Movement can bring us so much joy.
But then again movement can cause us so much pain. We have all reached back to grab something and feel a little pinch in the shoulder or gone to pick something up only to feel our back seize up and leave us hobbling around for the rest of the day.
Movement can bring us so much pain.
How can this be?
Movement is a beautiful thing when it is done often and correctly, just like bathing (sorry stupid joke). When we are born, we have no movement limitations. It comes easily to us.
Over time we start to specialize in our movement. Just like a competitive athletes body develops to optimize their movements for their sport so do we as non-athletes. We get good at what we do every day.
If you are not required to move every day in a variety of movements your body will slowly put its energy into optimizing what you do every day.
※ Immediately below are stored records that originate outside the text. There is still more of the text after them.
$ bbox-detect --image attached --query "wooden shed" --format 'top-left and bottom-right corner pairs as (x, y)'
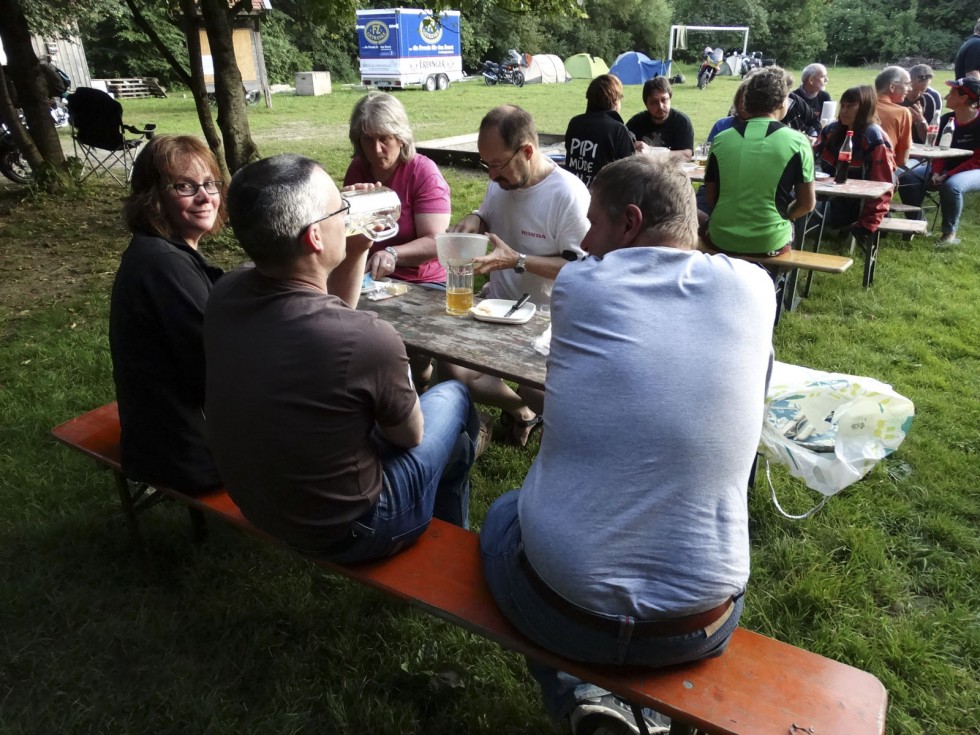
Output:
(199, 0), (272, 92)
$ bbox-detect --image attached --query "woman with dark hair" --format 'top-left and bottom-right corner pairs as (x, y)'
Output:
(344, 92), (452, 286)
(565, 74), (636, 186)
(813, 86), (895, 242)
(109, 135), (226, 493)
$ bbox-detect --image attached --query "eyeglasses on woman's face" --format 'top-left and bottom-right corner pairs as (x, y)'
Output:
(166, 179), (225, 197)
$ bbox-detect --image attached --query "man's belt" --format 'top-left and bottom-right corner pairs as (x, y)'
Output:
(518, 548), (735, 638)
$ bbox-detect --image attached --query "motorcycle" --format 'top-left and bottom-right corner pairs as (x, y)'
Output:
(698, 47), (725, 89)
(480, 50), (524, 87)
(0, 115), (34, 184)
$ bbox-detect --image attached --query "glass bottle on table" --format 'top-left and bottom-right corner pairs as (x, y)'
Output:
(926, 110), (939, 150)
(834, 130), (854, 184)
(939, 115), (956, 150)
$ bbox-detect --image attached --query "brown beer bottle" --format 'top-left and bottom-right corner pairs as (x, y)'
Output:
(834, 130), (854, 184)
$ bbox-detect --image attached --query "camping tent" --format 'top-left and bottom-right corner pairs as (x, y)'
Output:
(565, 54), (609, 79)
(609, 51), (670, 84)
(524, 54), (571, 84)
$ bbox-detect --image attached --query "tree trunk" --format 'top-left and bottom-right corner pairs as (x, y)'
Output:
(200, 0), (259, 173)
(0, 0), (65, 191)
(180, 0), (234, 181)
(126, 0), (231, 181)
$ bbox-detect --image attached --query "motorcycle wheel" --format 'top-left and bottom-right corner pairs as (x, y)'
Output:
(0, 150), (34, 184)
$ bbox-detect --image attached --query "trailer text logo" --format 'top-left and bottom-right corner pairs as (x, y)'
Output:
(364, 20), (390, 46)
(419, 16), (442, 43)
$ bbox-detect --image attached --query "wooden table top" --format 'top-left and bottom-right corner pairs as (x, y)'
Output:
(357, 284), (550, 390)
(909, 143), (973, 161)
(684, 163), (892, 199)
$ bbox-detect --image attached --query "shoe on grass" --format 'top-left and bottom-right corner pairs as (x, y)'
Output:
(569, 694), (670, 735)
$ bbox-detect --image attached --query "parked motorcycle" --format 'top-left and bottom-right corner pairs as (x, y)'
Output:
(480, 50), (524, 87)
(0, 115), (34, 184)
(698, 47), (725, 89)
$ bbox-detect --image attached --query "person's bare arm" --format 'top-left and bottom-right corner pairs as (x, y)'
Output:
(473, 233), (568, 280)
(367, 212), (449, 279)
(378, 399), (425, 449)
(327, 235), (371, 309)
(788, 181), (817, 222)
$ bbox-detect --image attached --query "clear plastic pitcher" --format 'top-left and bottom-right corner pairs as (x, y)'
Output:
(340, 186), (402, 241)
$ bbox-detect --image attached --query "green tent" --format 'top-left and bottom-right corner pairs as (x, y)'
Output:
(565, 54), (609, 79)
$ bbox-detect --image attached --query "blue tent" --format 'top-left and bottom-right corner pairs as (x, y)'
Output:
(609, 51), (670, 84)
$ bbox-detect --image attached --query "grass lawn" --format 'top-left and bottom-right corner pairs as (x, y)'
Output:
(0, 68), (980, 735)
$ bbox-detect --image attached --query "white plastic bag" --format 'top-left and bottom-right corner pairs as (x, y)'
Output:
(761, 362), (915, 518)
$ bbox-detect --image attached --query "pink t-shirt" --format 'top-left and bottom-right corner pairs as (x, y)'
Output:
(344, 154), (452, 283)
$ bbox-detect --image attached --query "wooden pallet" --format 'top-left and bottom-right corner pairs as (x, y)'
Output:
(92, 77), (167, 99)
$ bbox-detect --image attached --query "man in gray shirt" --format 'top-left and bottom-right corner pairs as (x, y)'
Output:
(480, 156), (775, 735)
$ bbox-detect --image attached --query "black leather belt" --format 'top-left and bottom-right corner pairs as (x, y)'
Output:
(518, 548), (735, 638)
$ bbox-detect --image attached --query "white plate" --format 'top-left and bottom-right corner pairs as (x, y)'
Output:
(470, 299), (538, 324)
(361, 273), (391, 296)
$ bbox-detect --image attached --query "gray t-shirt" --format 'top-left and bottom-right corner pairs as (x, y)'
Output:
(519, 247), (776, 619)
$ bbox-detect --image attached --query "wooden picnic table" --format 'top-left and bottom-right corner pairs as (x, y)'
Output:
(357, 284), (551, 390)
(909, 143), (973, 161)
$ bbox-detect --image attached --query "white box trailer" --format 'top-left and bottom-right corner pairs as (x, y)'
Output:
(357, 8), (464, 92)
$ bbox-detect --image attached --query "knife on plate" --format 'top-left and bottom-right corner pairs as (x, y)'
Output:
(502, 293), (531, 319)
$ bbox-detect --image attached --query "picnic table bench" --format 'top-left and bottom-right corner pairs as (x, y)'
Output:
(52, 403), (888, 735)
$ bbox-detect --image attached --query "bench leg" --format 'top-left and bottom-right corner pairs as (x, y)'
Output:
(862, 231), (881, 288)
(187, 508), (208, 544)
(112, 472), (143, 551)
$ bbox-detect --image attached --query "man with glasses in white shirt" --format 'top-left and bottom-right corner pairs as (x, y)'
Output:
(440, 105), (589, 446)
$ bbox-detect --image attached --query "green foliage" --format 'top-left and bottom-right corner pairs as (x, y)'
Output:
(827, 0), (920, 65)
(750, 0), (827, 68)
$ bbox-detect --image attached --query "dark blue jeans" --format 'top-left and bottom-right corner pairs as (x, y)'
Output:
(480, 490), (744, 719)
(329, 381), (480, 563)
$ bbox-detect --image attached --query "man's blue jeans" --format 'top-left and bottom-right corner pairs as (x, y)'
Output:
(899, 166), (980, 235)
(480, 490), (744, 719)
(329, 381), (480, 563)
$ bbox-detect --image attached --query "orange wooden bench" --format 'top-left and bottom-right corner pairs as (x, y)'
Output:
(53, 403), (888, 735)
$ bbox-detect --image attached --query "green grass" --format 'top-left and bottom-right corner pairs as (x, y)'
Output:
(0, 69), (980, 735)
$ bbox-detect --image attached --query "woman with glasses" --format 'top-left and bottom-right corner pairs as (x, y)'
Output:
(813, 86), (895, 244)
(109, 135), (226, 493)
(344, 92), (452, 286)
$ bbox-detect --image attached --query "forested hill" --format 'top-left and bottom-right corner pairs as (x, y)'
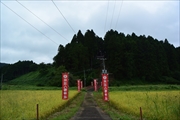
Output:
(53, 30), (180, 83)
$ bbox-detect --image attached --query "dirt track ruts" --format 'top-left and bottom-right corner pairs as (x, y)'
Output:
(70, 88), (112, 120)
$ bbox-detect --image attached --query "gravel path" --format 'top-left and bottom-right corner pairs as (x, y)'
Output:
(70, 88), (112, 120)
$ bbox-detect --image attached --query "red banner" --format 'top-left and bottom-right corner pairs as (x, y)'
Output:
(77, 80), (81, 92)
(102, 74), (109, 101)
(81, 81), (83, 89)
(62, 73), (69, 100)
(94, 79), (97, 91)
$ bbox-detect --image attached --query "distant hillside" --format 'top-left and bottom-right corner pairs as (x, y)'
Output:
(0, 30), (180, 86)
(54, 30), (180, 84)
(0, 63), (9, 68)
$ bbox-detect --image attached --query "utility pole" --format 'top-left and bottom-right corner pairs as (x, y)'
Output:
(84, 69), (86, 87)
(0, 74), (3, 90)
(98, 56), (107, 73)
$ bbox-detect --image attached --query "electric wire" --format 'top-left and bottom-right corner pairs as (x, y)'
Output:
(51, 0), (76, 34)
(16, 0), (69, 42)
(104, 0), (109, 32)
(115, 0), (123, 29)
(110, 0), (116, 29)
(1, 1), (59, 45)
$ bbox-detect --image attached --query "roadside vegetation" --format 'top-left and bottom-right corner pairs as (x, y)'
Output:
(0, 90), (78, 120)
(94, 85), (180, 120)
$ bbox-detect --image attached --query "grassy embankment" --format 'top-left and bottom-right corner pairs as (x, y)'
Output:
(0, 90), (81, 120)
(94, 85), (180, 120)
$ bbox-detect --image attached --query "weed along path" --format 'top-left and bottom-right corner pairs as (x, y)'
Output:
(70, 88), (111, 120)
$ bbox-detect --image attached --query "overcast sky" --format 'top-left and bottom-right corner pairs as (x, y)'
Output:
(0, 0), (180, 63)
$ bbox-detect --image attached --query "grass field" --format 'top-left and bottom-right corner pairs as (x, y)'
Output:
(109, 90), (180, 120)
(0, 90), (78, 120)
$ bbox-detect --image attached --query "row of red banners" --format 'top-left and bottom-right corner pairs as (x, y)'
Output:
(62, 72), (109, 101)
(102, 74), (109, 101)
(77, 80), (83, 91)
(62, 72), (83, 100)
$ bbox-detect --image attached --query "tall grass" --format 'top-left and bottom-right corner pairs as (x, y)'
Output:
(110, 91), (180, 120)
(0, 90), (78, 120)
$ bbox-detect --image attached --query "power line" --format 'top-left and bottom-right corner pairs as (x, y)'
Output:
(104, 0), (109, 32)
(16, 0), (69, 42)
(51, 0), (76, 34)
(1, 2), (58, 45)
(115, 0), (123, 29)
(110, 0), (116, 29)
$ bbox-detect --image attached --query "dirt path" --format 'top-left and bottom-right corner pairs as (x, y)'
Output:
(70, 88), (112, 120)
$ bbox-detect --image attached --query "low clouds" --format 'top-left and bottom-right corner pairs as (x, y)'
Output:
(1, 1), (180, 63)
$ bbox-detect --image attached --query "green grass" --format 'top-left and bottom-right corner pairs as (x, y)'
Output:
(93, 91), (139, 120)
(109, 85), (180, 91)
(49, 92), (85, 120)
(7, 71), (44, 86)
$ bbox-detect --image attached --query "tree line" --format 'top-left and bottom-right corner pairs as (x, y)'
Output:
(0, 30), (180, 86)
(53, 30), (180, 84)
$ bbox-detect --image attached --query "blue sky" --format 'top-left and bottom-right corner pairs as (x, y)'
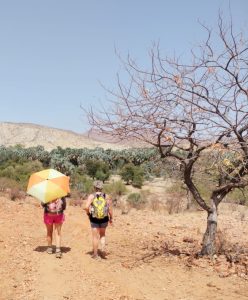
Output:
(0, 0), (248, 133)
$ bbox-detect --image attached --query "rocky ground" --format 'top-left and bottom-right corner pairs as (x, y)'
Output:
(0, 196), (248, 300)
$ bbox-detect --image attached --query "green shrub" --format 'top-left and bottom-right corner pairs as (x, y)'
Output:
(70, 172), (94, 194)
(0, 177), (19, 191)
(85, 159), (110, 181)
(103, 180), (127, 197)
(120, 164), (144, 188)
(127, 193), (147, 209)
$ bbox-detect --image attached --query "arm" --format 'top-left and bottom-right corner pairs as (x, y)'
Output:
(84, 194), (94, 215)
(61, 197), (66, 210)
(106, 195), (113, 223)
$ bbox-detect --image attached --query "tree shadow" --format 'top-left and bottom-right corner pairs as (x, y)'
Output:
(34, 246), (71, 253)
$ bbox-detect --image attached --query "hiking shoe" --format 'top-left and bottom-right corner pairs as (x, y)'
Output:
(47, 247), (53, 254)
(55, 251), (62, 258)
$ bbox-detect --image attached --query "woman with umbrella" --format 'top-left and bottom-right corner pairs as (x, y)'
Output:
(41, 197), (66, 258)
(27, 169), (70, 258)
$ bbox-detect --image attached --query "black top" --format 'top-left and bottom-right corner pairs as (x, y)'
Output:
(41, 197), (66, 214)
(89, 215), (109, 224)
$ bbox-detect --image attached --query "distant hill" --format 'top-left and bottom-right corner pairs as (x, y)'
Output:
(0, 122), (128, 150)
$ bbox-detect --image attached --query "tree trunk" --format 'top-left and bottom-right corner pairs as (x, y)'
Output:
(201, 200), (217, 256)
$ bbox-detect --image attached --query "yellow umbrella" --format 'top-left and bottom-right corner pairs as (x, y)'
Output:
(27, 169), (70, 203)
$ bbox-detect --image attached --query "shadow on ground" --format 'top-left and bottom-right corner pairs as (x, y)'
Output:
(34, 246), (71, 253)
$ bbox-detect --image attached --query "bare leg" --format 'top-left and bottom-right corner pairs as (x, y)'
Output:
(99, 228), (106, 252)
(46, 224), (53, 247)
(54, 223), (62, 258)
(91, 228), (99, 256)
(54, 223), (62, 249)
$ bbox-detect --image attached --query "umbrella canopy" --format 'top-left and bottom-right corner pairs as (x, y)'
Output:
(27, 169), (70, 203)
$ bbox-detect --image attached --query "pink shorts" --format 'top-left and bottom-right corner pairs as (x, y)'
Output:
(44, 213), (65, 225)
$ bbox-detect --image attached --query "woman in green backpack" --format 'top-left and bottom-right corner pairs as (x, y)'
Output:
(84, 180), (113, 259)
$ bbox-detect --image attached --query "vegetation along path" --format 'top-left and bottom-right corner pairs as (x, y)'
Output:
(0, 196), (248, 300)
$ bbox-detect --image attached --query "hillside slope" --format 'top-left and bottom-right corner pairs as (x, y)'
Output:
(0, 122), (128, 150)
(0, 195), (248, 300)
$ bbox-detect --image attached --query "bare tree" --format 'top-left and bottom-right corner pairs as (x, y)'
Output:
(87, 16), (248, 255)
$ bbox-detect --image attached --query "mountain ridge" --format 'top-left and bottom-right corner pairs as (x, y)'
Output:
(0, 122), (129, 150)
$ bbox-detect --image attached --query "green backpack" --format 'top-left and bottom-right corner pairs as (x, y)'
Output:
(90, 194), (108, 219)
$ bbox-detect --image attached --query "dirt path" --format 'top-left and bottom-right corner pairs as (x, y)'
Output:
(0, 198), (248, 300)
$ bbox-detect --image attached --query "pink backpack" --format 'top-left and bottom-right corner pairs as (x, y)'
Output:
(47, 198), (63, 213)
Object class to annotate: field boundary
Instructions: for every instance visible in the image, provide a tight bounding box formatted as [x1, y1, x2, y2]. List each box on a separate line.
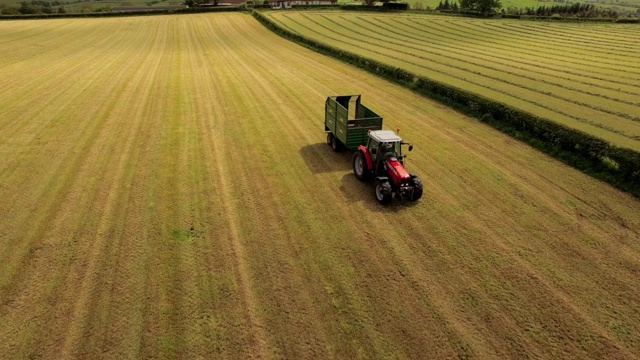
[252, 11, 640, 198]
[0, 6, 241, 20]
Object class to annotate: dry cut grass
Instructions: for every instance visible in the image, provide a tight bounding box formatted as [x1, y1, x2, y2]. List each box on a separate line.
[0, 14, 640, 359]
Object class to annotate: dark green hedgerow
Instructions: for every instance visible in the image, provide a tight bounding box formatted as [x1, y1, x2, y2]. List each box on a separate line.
[253, 11, 640, 198]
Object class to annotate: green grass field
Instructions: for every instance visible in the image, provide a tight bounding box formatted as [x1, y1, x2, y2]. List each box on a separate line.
[0, 13, 640, 359]
[268, 12, 640, 150]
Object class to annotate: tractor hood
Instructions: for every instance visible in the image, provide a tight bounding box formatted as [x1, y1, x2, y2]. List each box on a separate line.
[385, 156, 411, 184]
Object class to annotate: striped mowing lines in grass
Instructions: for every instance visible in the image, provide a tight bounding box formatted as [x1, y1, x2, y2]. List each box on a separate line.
[0, 14, 640, 359]
[269, 12, 640, 150]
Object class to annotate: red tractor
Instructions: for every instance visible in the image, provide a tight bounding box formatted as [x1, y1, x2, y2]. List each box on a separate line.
[353, 130, 422, 205]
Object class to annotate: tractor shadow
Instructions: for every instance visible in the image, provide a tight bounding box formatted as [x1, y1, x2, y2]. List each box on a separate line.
[299, 142, 353, 174]
[340, 173, 426, 213]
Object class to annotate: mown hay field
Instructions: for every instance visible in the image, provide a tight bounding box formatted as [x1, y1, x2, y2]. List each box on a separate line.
[267, 11, 640, 150]
[0, 14, 640, 359]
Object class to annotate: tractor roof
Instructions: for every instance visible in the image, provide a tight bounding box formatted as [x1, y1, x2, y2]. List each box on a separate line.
[369, 130, 402, 142]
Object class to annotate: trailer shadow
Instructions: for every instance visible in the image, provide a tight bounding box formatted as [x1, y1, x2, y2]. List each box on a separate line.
[340, 173, 426, 213]
[299, 142, 353, 174]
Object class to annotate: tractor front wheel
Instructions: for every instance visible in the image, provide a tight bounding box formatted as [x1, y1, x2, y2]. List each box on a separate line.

That is why you may find one day when you reach back to grab your seatbelt you are surprised by a new feeling of sharp pain in your shoulder. It’s not because this is the first time you have ever done this movement before, it’s because your day to day life requires your body to keep your arms in front of you.
When you ask your body to reach back, you do it with a compensating pattern. Your body wants you to do what you want it to do, and it accommodates your wants, but because we move with compensation it slowly wheres on the joint and the structures around it until one day out of the blue. Your body decides I have had enough.
What do you do?
Slowly start to move more. Start walking, do low-level stretches, work with what your body can give you at the moment.
If you have been living a low movement life for decades, you have to understand that it will take time to get back some movements and some we may lose over time due to injury.
But you can always improve on it. Slowly with time.
If you move a lot, keep moving, if you are sedentary start walking more and work with what our body will give you at the moment and over time slowly explore new ranges of motion.